Kamis, 07 Februari 2019 15:27

digtara.com | MEDAN – Josua Micahel Alias Bagong (18) warga Jalan Sempurna, Kecamatan Medan Helvetia, di mana aksinya pembobolan rumah warga yang berada di Pasar II Rel Lk. IV Kelurahan Tanjung Gusta Kecamatan Medan Helvetia berakhir di ‘kerangkeng’.

Berawal dari melakukan aksinya yang telah berhasil dirumah salah satu korbannya bernama Renni Hutagalung, pada Senin (4/5) lalu, dengan menyikat sejumlah perhiasan milik korban saat korban tengah meninggalkan rumahnya.

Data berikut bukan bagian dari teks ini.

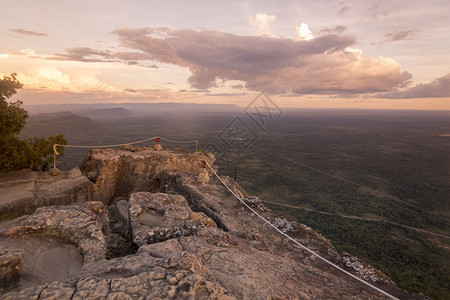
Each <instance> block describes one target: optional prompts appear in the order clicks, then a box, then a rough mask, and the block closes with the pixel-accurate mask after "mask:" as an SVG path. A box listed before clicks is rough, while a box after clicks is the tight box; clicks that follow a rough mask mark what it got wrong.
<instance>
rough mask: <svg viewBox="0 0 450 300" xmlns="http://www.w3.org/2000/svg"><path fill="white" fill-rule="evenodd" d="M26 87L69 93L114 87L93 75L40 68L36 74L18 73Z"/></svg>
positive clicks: (110, 90) (106, 92) (95, 91)
mask: <svg viewBox="0 0 450 300" xmlns="http://www.w3.org/2000/svg"><path fill="white" fill-rule="evenodd" d="M18 78H19V80H20V82H22V83H23V84H24V88H26V89H38V90H47V91H61V92H70V93H113V92H116V89H115V88H113V87H112V86H110V85H107V84H105V83H103V82H101V81H100V80H98V79H97V78H95V77H93V76H78V77H72V76H70V75H68V74H64V73H63V72H61V71H59V70H55V69H48V70H41V71H39V72H38V73H37V74H24V73H19V74H18Z"/></svg>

Setelah korbanya sampai di rumah melihat sejumlah perhiasannya hilang dia pun melaporkan kejadian itu ke pihak berwajib dengan LP/80/II/2019/SU/Restabes Medan/Sek Medan Helvetia, Tanggal 05 Februari 2019.

Namun lantaran aksinya pertamanya berhasil Josua pun kembali ingin melakukan niat jahatnya itu dengan membobol triplek rumah milik Renni, namun sayangnya aksinya pun diketahui korban sehingga diteriakin maling, dan menjadi bulan-bulanan warga.

Panit Reskrim Polsek Medan Helvetia, Ipda Syahri Sebayang, ketika dikonfirmasi membenarkan penangkapan tersebut.

“Benar pelaku melakukan aksinya kedua kalinya dia merasa ketagihan setelah lolos dari aksi pertamanya, namun saat dirinya masuk kedalam rumah korban sehingga aksinya tertangkap basah dan diteriaki maling sehingga sempat mengundang para warga yang ingin menghakiminya setelah kami mendapatkan informasi tersebut, kita turunkan personil kita untuk mengamankan pelakunya,”ungkapnya saat di Konfirmasi, Kamis(7/2/2019).

Dia menjelaskan, setelah diintrogasi pelaku mengakui perbuatannya dengan mencuri dengan membobol rumah yang dilakukannya sebanyak sepuluh kali di lokasi yang berbeda.

“Awalnya pelaku berhasil mengambil perhiasan Korban berupa cincin emas, dan cincin besi putih, lantaran tidak diketahui korban dia niat menyikat harta benda korban yang lain,” tuturnya.

Selain mengamankan pelaku pihak juga meyita beberapa barang bukti berupa dua lembar triplek yang sudah dirobek.

“Atas perbuatananya pelaku kita jerat dengan pasal 363 KUHP dengan ancaman 7 tahun penjara,” tambahnya.